Ironías del destino, a Hans lo enviaron primero a Stuttgart y luego a Essen. Lo destinaron a una de las posiciones menos envidiables del frente nacional: la LSE.
EXPLICACIÓN NECESARIA
LSE
Luftwaffe Sondereinheit
Unidad Especial de Bombardeo
El trabajo en la LSE consistía en permanecer a la intemperie durante los bombardeos, apagar incendios, apuntalar paredes de edificios y rescatar a cualquiera que hubiera quedado atrapado por el ataque. Hans pronto descubrió que también existía una lectura alternativa del acrónimo. El primer día, los hombres de la unidad le explicaron que en realidad significaba
Leichensammler Einheit
: recolectores de cadáveres.
A su llegada a la unidad, Hans se preguntó qué habrían hecho aquellos hombres para merecer ese trabajo. Lo mismo que se preguntaron ellos acerca de él. El hombre al mando, el sargento Boris Schipper, se lo preguntó en cuanto tuvo ocasión. Cuando Hans le explicó lo del pan, los judíos y el látigo, el sargento de cara redonda ahogó una risotada.
—Tienes suerte de seguir vivo —también tenía los ojos redondos y no dejaba de secárselos. O los tenía cansados, o le escocían o se le llenaban de humo y polvo—. Recuerda que aquí al enemigo no lo tienes delante.
Hans estaba a punto de hacerle la pregunta pertinente cuando oyó una voz a su espalda. Junto a ella venía el enjuto rostro de un joven de sonrisa desdeñosa: Reinhold Zucker.

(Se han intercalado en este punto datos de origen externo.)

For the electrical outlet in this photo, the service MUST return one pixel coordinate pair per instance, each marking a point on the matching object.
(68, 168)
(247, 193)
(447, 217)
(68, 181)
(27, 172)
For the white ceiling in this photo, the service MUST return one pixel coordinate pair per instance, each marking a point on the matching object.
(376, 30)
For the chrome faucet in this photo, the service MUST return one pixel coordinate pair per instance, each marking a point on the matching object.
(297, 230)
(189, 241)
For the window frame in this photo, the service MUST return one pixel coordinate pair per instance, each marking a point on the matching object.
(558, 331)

—Para nosotros, el enemigo no está al otro lado de la colina o en un lugar en concreto —se explicó—. Está por todas partes —volvió a concentrarse en la carta que estaba escribiendo—. Ya lo verás.
En el caótico espacio de pocos meses, Reinhold Zucker moriría. Lo mataría el asiento de Hans Hubermann.

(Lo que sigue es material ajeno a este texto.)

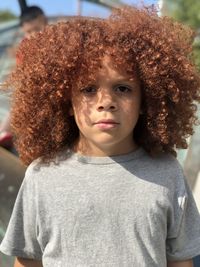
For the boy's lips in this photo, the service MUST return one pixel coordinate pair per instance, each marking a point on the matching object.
(106, 124)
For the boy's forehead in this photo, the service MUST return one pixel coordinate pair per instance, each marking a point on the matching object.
(108, 69)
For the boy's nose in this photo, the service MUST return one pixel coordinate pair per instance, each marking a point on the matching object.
(106, 101)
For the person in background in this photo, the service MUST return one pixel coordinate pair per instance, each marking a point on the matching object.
(33, 19)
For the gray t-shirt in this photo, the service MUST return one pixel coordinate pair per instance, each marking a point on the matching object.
(129, 210)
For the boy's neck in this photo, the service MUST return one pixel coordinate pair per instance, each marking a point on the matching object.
(89, 149)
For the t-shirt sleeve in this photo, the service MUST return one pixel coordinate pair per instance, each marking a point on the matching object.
(21, 235)
(183, 240)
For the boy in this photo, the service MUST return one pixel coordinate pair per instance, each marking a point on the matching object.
(99, 107)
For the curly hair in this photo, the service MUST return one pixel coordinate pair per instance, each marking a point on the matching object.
(67, 55)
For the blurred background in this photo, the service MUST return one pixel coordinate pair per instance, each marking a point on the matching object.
(11, 33)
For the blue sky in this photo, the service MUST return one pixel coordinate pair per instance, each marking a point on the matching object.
(65, 7)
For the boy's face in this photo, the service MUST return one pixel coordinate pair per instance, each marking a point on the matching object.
(106, 113)
(35, 25)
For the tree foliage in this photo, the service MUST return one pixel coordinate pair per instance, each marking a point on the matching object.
(6, 15)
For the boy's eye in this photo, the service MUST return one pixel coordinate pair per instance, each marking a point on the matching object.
(89, 90)
(122, 88)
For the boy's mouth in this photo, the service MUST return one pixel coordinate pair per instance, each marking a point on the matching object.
(106, 124)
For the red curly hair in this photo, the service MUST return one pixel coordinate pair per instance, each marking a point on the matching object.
(66, 57)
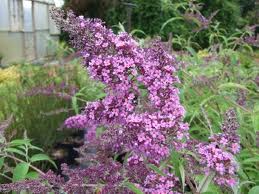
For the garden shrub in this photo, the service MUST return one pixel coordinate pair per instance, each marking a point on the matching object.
(143, 124)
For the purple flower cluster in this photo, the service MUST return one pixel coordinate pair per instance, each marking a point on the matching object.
(142, 117)
(218, 155)
(142, 113)
(252, 40)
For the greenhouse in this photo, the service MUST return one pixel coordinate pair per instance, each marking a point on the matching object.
(25, 27)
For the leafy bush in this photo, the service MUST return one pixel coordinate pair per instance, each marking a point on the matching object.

A medida que la guerra sobrevolaba Alemania con mayor intensidad, Hans aprendió que todos los turnos empezaban igual. Los hombres se reunían junto al camión para recibir las instrucciones sobre el objetivo que había sido alcanzado durante el descanso, sobre cuál podría ser el próximo y sobre quién trabajaba con quién.